Modern compilers are excellent, but JSON parsing has predictable patterns that benefit from manual optimization:
### x86-64 Optimizations
- **AVX-512 masked operations** - Process 64 bytes with predicated loads/stores
- **AVX2 string scanning** - Find structural chars across 32 bytes simultaneously
- **BMI2 PEXT/PDEP** - Branchless bit manipulation for escape handling
- **POPCNT/LZCNT/TZCNT** - O(1) bit counting for mask processing
### ARM64 Optimizations
- **SVE/SVE2 variable-length vectors** - Scalable from 128 to 2048 bits
- **NEON 128-bit operations** - Parallel character classification
- **AdvSIMD dot product** - Fast numeric accumulation
- **Load/store pair instructions** - Efficient memory access patterns
### Micro-architectural Optimizations
- **Branchless number parsing** - Eliminates misprediction penalties (~15 cycles)
- **Computed goto dispatch** - O(1) state machine transitions
- **Explicit prefetching** - Hide memory latency for sequential access
- **Register pressure optimization** - Keep hot data in registers
- **Instruction-level parallelism** - Maximize superscalar execution
See [docs/architecture.md](docs/architecture.md) for technical details.
## Design Approach
json-asm uses hand-optimized assembly to achieve high performance:
| Aspect | json-asm |
|---------------------|----------------------------------|
| Implementation | Native assembly (x86-64 + ARM64) |
| SIMD x86-64 | AVX-512/AVX2/SSE4.2 hand-written |
| SIMD ARM64 | NEON/SVE/SVE2 hand-written |
| String scanning | Custom SIMD routines |
| Number parsing | Branchless assembly algorithms |
| Memory layout | Compact 24 bytes/value |
By controlling every instruction in hot paths, assembly allows for:
- Explicit SIMD instruction selection
- Branchless algorithms to avoid misprediction penalties
- Cache-line alignment and prefetching control
- Register allocation optimization
## CPU Feature Detection
json-asm automatically detects and uses the best available instructions:
```
x86-64 dispatch (best to worst):
AVX-512 + BMI2 → AVX2 + BMI2 → AVX2 → SSE4.2 → Scalar
ARM64 dispatch (best to worst):
SVE2 → SVE → NEON → Scalar
```
Runtime detection ensures optimal performance on any conforming CPU.
## API Overview
```c
// Parsing
json_doc *json_parse(const char *json, size_t len);
json_doc *json_parse_file(const char *path);
// Document access
json_val *json_doc_root(json_doc *doc);
void json_doc_free(json_doc *doc);
// Value inspection
json_type json_get_type(json_val *val);
const char *json_get_str(json_val *val);
double json_get_num(json_val *val);
int64_t json_get_int(json_val *val);
bool json_get_bool(json_val *val);
// Object/Array access
json_val *json_obj_get(json_val *obj, const char *key);
json_val *json_arr_get(json_val *arr, size_t index);
// Serialization
char *json_stringify(json_val *val);
```
See [docs/api.md](docs/api.md) for the complete API reference.
## Requirements
### x86-64
- **CPU**: x86-64-v2 minimum (SSE4.2), x86-64-v4 recommended (AVX-512)
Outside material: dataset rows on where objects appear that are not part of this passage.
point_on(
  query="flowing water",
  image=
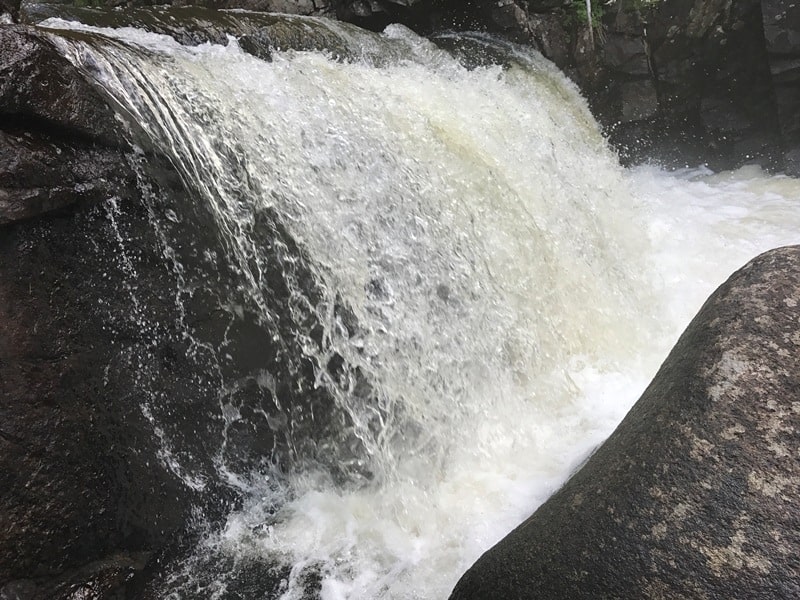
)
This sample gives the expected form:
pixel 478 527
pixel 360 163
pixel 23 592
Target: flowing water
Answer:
pixel 494 289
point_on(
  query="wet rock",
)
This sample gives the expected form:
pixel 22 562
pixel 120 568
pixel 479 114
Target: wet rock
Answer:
pixel 782 38
pixel 695 493
pixel 9 11
pixel 135 371
pixel 59 141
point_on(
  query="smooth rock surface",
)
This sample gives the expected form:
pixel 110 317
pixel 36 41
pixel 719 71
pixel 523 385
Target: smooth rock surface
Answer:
pixel 59 140
pixel 696 494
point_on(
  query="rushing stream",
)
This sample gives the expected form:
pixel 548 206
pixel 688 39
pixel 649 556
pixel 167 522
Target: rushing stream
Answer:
pixel 492 289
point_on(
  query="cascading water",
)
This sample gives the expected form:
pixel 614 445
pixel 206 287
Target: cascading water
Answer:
pixel 483 290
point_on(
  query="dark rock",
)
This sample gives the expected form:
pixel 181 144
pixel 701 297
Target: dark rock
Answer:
pixel 9 9
pixel 550 37
pixel 626 54
pixel 781 26
pixel 695 493
pixel 639 100
pixel 59 141
pixel 135 369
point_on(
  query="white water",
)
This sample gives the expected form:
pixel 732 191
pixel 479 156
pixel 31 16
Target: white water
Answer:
pixel 515 290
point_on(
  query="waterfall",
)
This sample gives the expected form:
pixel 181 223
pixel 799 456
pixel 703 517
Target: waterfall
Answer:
pixel 468 271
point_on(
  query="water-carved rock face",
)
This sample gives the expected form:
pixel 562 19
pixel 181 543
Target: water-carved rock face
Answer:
pixel 695 494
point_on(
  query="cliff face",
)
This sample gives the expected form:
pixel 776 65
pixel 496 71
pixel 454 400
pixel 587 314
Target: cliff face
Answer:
pixel 680 82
- **OS**: Linux, macOS, Windows, FreeBSD
- **Build**: NASM 2.15+, GCC 10+ or Clang 12+
### ARM64
- **CPU**: ARMv8-A minimum, ARMv9-A recommended (SVE2)
- **OS**: Linux, macOS (Apple Silicon), Android
- **Build**: GCC 10+ or Clang 12+
## License
MIT License. See [LICENSE](LICENSE) for details.
## Contributing
Contributions welcome! Performance improvements should include benchmark results. Please read the architecture docs before working on assembly code.